WOMEN’S HISTORY MONTH WRAPS UP: As Women’s History Month drew to a close on March 31, ICTMN highlighted five more Native women who teach Native history: JoEllen Anderson, Ojibwe, a Native American Studies lecturer at the University of California Berkeley and Stanford University; Malinda Maynor Lowery, Lumbee Tribe of North Carolina, associate professor of History at University of North Carolina–Chapel Hill, as well as director of the Southern Oral History Program; Alyssa Mt. Pleasant, Tuscarora, a fellow at the Radcliffe Institute for Advanced Study at Harvard University, where she is completing a book about Haudenosaunee (Iroquois) people in the post-Revolutionary War period that focuses on the history of the Buffalo Creek Reservation near today’s Buffalo, New York; Amanda Cobb-Greetham, Chickasaw, Coca-Cola Professor and Chair of the Department of Native American Studies at the University of Oklahoma, and Leola Roberta Tsinnajinnie, Diné and Filipino, an assistant professor of Native American Studies at the University of New Mexico. Meanwhile, over on the Navajo Nation, we highlighted Navajo Nation emergency management director Rose Whitehair, who spends her days training fellow Natives to be prepared for any contingency.

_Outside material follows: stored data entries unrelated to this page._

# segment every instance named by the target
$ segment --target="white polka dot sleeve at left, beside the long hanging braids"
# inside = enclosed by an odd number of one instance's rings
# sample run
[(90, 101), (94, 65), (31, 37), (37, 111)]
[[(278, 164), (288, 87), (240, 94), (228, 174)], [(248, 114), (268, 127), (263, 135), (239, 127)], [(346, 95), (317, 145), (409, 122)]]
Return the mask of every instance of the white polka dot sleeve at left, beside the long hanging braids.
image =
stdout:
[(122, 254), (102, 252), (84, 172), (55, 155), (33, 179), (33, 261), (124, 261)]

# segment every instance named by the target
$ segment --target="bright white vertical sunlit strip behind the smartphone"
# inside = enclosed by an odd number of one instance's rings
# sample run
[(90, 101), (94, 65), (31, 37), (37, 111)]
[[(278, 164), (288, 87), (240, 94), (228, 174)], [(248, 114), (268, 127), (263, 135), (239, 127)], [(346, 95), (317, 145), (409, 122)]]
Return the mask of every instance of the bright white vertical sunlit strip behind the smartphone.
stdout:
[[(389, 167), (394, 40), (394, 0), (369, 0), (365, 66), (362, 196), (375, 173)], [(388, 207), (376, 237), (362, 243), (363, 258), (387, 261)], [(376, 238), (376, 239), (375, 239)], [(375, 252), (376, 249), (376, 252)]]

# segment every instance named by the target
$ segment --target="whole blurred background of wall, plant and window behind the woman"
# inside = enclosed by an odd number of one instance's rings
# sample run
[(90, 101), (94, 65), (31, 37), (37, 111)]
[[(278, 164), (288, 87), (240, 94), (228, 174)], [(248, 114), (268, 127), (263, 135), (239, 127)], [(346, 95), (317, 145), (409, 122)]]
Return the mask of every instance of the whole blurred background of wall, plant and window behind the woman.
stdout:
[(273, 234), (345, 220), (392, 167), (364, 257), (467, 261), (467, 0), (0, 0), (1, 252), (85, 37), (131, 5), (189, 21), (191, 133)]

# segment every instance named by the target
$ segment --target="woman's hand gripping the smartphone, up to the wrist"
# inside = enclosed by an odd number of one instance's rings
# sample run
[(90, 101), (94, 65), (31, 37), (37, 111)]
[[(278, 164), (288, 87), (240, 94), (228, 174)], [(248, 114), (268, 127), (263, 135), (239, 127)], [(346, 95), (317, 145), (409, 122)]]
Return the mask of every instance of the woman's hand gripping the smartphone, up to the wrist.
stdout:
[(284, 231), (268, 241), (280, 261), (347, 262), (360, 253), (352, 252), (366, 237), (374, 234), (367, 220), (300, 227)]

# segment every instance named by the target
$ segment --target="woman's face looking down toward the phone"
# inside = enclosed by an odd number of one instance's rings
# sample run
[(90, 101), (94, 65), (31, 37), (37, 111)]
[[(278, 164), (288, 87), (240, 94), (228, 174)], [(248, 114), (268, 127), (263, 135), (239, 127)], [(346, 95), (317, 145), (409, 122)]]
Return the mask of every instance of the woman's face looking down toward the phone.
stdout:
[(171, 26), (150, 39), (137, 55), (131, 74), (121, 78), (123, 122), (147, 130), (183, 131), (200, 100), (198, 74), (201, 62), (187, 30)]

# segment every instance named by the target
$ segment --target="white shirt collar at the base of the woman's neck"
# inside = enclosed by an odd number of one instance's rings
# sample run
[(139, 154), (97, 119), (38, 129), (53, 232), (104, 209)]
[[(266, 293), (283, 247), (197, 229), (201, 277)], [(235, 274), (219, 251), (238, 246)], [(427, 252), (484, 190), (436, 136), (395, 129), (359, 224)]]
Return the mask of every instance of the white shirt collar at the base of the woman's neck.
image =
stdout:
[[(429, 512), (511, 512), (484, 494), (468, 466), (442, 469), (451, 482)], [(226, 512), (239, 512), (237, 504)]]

COURT WINS & LOSSES: It was a win for 6-year-old Choctaw girl known as Lexi, returned to her relatives by authorities after her foster parents lost a fight to keep her, when the California Supreme Court denied a petition to reconsider a state appellate court ruling in her case. On the other side of Turtle Island, the U. S. Supreme Court refused to review Ute Tribe v. Utah, a case involving jurisdictional boundaries in prosecuting tribal members in state courts.
FIRED: High school principal on the Navajo Nation, J.D. Reed, was fired for making statements that were racist, anti-Mormon and homophobic. Reed was placed on administrative leave on March 18, pending an investigation into his conduct, and let go three days later. Also sacked was Charles “Monty” Roessel, Navajo, who was removed as director of the Bureau of Indian Education on March 30 after it came to light that he had used his position to help get his girlfriend and a relative hired.
IMMINENT SALMON DISASTER: Dwindling coho salmon runs have Northwest tribes pondering the cancelation of their entire fisheries, which would be a blow to cultures that rely on salmon for much of their sustenance and ceremony.
SACRED PROTECTION, AND A SETBACK: A bill before the Georgia legislature that was threatening sacred sites by giving exemptions to state projects that cost less than $100 million from conducting cultural resource studies, the so-called Environmental Policy Act, was amended March 14, 2016 to protect cultural and historic resources found during transportation construction projects. Not so lucky in the protection department were First Nations, landowners and others fighting against the Site C hydroelectric dam in British Columbia. A court gave the Royal Canadian Mounted Police permission to oust a group that had been camped out on the construction site for more than two months protesting the project, which would flood the Peace River Valley and destroy countless archaeological resources.
FOND FAREWELL: Indian country said goodbye to Gilbert Horn Sr., a decorated World War II veteran and code talker, who walked on on March 27 at the age of 92.